The figure shows the training loss curves for LowRank matrices with and without self-guided training, compared to a dense model. It highlights the issues of loss spikes and slow convergence that occur when using structured matrices without self-guided training, which is then addressed through the proposed training technique.

This figure shows the scaling curves for BlockDense and BlockShuffle with 32% and 63% of the original FFN parameters compared to a dense model trained at its optimal trade-off. The curves illustrate that structured matrices exhibit steeper scaling behavior, achieving lower validation loss with fewer parameters at higher training FLOPs.

This figure displays the zero-shot performance of various model architectures (Dense, Wide and Structured) on four downstream tasks (ARC-challenge, ARC-easy, HellaSwag, PIQA) when trained in the overtraining regime with 300 billion tokens. The Wide and Structured models utilize LowRank parameterization in the feed-forward network (FFN) and reduced attention heads, demonstrating comparable or superior performance to the dense models, particularly at larger sizes. This illustrates the efficiency gains of the structured matrices in the overtraining regime.

This figure compares the latency of different FFN (feed-forward network) architectures with varying widths. It shows the latency performance of dense FFNs against three different structured FFNs (LowRank, BlockDense, and BlockShuffle) each with 63% and 32% of the parameters of the dense FFN. The results are based on processing 30,000 tokens and the intermediate FFN size is four times the FFN width. The figure demonstrates how the structured FFNs achieve latency improvements compared to the dense FFN across different FFN widths.

This figure shows the decoding latency of dense FFNs and structured FFNs with 32% of the parameters, across various widths and batch sizes. The sequence length is 1, so the batch size equals T (number of tokens). It illustrates how the latency changes as batch size increases for different FFN widths, highlighting the performance improvement achieved by using structured FFNs, particularly with larger widths and batch sizes. It demonstrates how the pre-merge technique helps maintain efficiency even with small batches.
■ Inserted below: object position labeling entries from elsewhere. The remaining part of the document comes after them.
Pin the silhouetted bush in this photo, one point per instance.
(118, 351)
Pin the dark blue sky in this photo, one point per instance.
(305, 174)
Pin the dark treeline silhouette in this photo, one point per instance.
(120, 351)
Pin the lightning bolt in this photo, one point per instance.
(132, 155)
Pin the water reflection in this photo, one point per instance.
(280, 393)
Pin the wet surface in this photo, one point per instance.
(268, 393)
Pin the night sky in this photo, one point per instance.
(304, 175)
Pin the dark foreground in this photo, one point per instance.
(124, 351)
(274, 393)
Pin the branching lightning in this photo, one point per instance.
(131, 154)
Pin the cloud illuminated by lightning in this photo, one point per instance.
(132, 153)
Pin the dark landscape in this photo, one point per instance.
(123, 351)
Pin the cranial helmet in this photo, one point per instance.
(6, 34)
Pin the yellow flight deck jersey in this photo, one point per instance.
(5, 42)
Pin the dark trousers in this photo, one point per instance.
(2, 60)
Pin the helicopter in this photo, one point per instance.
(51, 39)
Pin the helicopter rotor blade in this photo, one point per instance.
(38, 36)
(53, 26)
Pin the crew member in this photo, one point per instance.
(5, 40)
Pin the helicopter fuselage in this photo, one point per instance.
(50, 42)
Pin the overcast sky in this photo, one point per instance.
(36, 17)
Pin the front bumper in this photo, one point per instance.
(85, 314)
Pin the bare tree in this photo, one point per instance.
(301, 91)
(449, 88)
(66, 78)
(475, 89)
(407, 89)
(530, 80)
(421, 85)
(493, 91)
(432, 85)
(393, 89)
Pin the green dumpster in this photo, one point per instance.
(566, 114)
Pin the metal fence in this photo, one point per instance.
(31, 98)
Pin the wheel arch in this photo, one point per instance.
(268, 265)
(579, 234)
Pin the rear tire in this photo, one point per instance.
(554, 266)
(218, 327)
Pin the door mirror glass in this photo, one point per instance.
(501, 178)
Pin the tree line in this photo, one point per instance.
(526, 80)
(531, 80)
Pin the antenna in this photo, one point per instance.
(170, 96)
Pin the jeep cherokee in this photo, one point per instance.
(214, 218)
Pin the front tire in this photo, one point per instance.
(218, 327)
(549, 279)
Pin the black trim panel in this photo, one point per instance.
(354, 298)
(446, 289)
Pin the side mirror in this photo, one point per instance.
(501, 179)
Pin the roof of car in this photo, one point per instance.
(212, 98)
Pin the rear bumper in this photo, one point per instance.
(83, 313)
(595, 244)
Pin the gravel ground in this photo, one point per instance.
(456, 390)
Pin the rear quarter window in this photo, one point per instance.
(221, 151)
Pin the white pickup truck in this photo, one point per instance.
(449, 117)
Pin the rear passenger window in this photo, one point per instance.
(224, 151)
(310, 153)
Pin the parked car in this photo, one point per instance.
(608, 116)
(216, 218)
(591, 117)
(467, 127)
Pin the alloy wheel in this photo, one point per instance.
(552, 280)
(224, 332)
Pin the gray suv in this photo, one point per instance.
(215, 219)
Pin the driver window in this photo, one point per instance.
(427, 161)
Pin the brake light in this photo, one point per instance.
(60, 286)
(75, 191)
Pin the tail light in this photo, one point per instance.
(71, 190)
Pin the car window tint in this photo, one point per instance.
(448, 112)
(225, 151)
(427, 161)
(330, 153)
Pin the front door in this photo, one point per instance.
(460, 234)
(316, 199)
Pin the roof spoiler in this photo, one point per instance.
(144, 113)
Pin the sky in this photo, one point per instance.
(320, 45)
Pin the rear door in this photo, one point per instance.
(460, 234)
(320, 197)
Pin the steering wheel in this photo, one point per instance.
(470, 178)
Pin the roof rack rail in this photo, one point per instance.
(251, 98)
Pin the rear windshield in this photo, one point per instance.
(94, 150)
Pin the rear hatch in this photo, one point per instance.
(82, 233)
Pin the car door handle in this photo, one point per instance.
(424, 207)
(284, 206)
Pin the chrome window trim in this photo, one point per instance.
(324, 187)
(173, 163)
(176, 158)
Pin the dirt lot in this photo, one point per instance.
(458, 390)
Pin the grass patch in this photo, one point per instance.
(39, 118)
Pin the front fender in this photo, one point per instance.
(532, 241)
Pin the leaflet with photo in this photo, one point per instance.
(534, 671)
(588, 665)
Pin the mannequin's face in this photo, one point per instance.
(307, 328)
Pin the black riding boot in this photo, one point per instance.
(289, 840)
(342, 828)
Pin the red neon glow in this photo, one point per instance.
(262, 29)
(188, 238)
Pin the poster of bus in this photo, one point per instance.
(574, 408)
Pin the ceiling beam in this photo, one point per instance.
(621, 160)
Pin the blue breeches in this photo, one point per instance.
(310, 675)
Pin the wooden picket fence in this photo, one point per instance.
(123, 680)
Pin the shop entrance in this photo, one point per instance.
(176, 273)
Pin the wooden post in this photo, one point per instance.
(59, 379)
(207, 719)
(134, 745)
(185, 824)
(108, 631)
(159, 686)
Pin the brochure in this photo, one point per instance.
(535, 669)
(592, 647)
This figure compares the performance of dense and structured feedforward neural networks (FFNs) in large language models (LLMs). The FFNs utilize 32% of the parameters found in the dense models. Two training strategies are compared for the structured FFNs: using more training tokens or employing a self-guided training method. The goal is to achieve comparable training FLOPS (floating point operations per second) across the models. The size of the circles in the plot corresponds to the FLOPs of each model.

This figure shows the training FLOPs (floating point operations) versus validation loss for different models. The steeper curves for LowRank models (with 63% and 32% of the feedforward network parameters) compared to the dense model indicate that LowRank models achieve lower validation loss with fewer training FLOPs, showcasing their improved efficiency. Section 4.2 of the paper provides more detailed results and analysis.

This figure compares the scaling curves of dense and structured feedforward networks (FFNs) in transformer models. The results show that structured FFNs (LowRank and BlockDense with 32% and 63% of the original parameters) exhibit steeper curves and achieve comparable or even lower loss with significantly fewer parameters at the optimal tradeoff than dense FFNs when training FLOPs are controlled. This suggests that structured FFNs scale more efficiently with model size.

This figure compares the scaling curves of training FLOPs for dense and structured FFNs (LowRank and BlockShuffle) with 63% or 32% of the original parameters. The plots show that structured matrices exhibit steeper curves, requiring fewer parameters to achieve a similar validation loss as compared to dense models at the same training FLOP. This indicates greater efficiency in FLOP utilization for the structured models.

This figure displays the scaling curves for BlockDense and BlockShuffle structured matrices compared to a dense model. The models were trained with the same number of tokens, but the structured models used either 63% or 32% of the parameters of the dense model. The plots demonstrate that the structured models exhibit steeper curves, indicating that they achieve similar or better performance with fewer parameters and training FLOPs. The authors highlight that, with the same training FLOPs, these curves suggest even better performance for structured models at larger scales.

This figure compares the scaling curves of dense and structured feedforward networks (FFNs) in transformer models. The results show that structured FFNs, using either 32% or 63% of the parameters of a dense FFN, exhibit steeper scaling curves than the dense FFN baseline. This implies that structured FFNs can achieve comparable or better performance with fewer parameters and lower validation loss, especially when scaled to larger model sizes.

This figure compares the scaling curves of dense and structured feedforward networks (FFNs) in transformer models. The x-axis represents training FLOPs, and the y-axis shows the validation loss. The figure shows that structured FFNs (with 63% or 32% of the parameters of a dense FFN) exhibit steeper curves, achieving lower loss with fewer parameters at various training FLOP levels. This illustrates the potential efficiency gains of using structured FFNs in large language models.

More on tables

This table compares the training time (in hours) and the per-plexity (PPL) achieved by the Transformer-xl model and its variants using structured matrices for the feedforward network (FFN). It presents results for models with 63% and 32% of the original FFN parameters, demonstrating the effect of structured FFNs on training efficiency.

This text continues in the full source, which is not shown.